Benefits Corps: what is the benefit of the corporation?

Benefit corporations have become more common since I started this post, on the heels of this WSJ article describing them. I have long found these legislative exercises to be a substantial waste of time and effort. Public fiscal discipline is non-existent, and yet legislators have time to fool around with this sort of mickey-mouse smoke & mirrors?

It’s awfully easy to create the restrictions you want in a company, to frame the board’s decisions in standard ways. There are at least this many:

  • Elect wise-minded board members
  • Create voting structures to facilitate or ensure the first.
  • Only have shareholders that agree with the first two items.
  • Write the purposes and restrictions into the articles and then into the bylaws; with super-majority provisions to change them.
  • Create a company vision and mission that align with a strategy and strategic plan so that the company almost can’t succeed without accomplishing the mission.
  • Don’t sell.
  • Don’t try to have your cake and eat it too.

For example, there are anti-takeover statutes in many jurisdictions that allow, or even require, a board to consider other factors beyond the selling price when evaluating an offer to sell the company. No one needs a special kind of corporation for that.

Plus, there are only certain circumstances where Delaware law, for example, requires an otherwise unrestrained board to seek the highest price: and even then, let’s not forget the most obvious point — shareholders almost never *have* to sell to the big bad buyer. And when they do, they get fair value for their shares and can reinvest in something new.

Boards manage companies, but shareholders own them. Shareholders vote their shares how they see fit. If you don’t sell to other people, you don’t have to worry how they vote. Large tech companies have started to go down the road of two classes of stock, ostensibly so that founders could maintain voting control while reducing their economic exposure to the effects of their decisions.

Charlie Elson is quoted in the article. I didn’t take a class from him at Cornell Law, but I’ve heard him lecture and read several/many of his articles. He’s a smart guy, too. If he thinks it’s bad, that might be the corporate governance version of Occam’s Razor.

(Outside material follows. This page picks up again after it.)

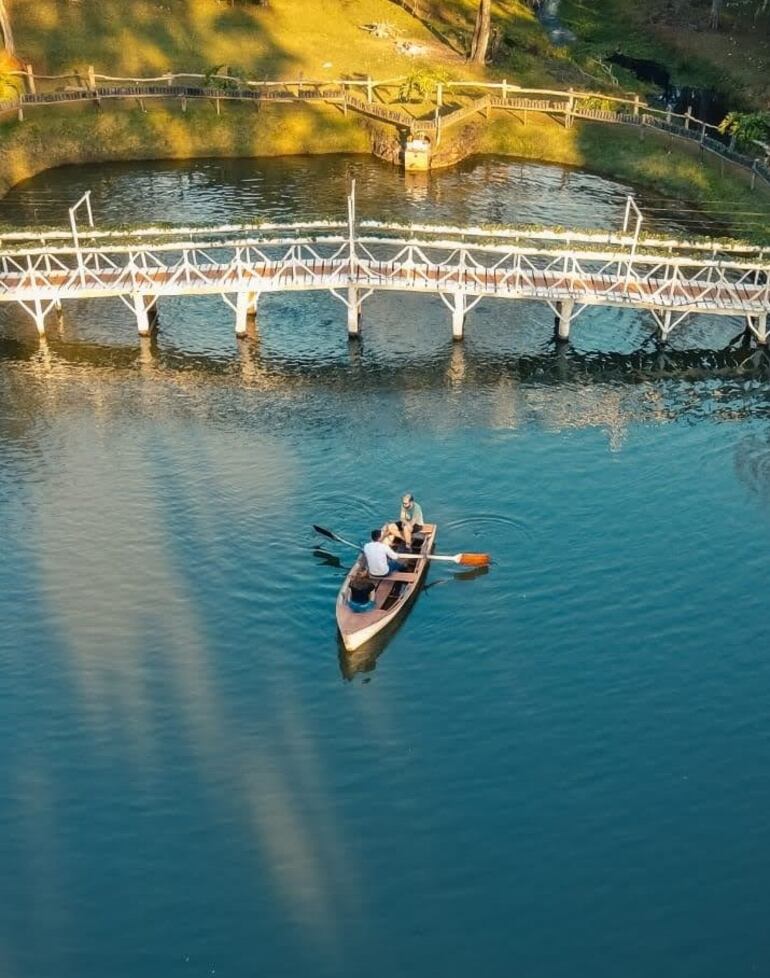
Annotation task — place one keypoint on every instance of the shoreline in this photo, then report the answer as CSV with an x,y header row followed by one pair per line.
x,y
71,135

So what’s a director to do? To me, it’s simple. You use the same solution that solves CEO/Chair “problems:” exercise your independent fiduciary duties to the company. If the board thinks that not polluting is going to be a better long-term decision for the company, that’s going to be a hard decision to beat. Delaware’s business judgment rule gives directors broad latitude to run the company.

A lawyer I’ve worked for and with and know well has taken a more favorable view of these “alternative” styles of corporations. I understand part of his argument to be that with these protections hard-coded into state statutes and the articles of incorporation that they permit, you make it much harder for shareholders to even bring lawsuits. That’s valuable because defending lawsuits, especially when shareholders work to draft personal liability claims, is both stressful and expensive for the company.

But ultimately, my last bullet point above is the most important one: don’t try to have your cake and eat it too. What’s that mean? Taking investor money without setting clear expectations is a bad idea no matter what your plan is: social enterprise or blitzscaling. If you sell to someone, but you still want to run everything, then you’ve got more work to do to make it foolproof. Convince more folks. Make a better plan. Find common ground. Use debt instead of equity. Stay small and only grow at your self-financed growth rate. Trying to take someone’s money with no strings attached is either naive or offensive. You seldom want investors who don’t like the way you’re already doing things, unless you don’t like the way you’re doing things.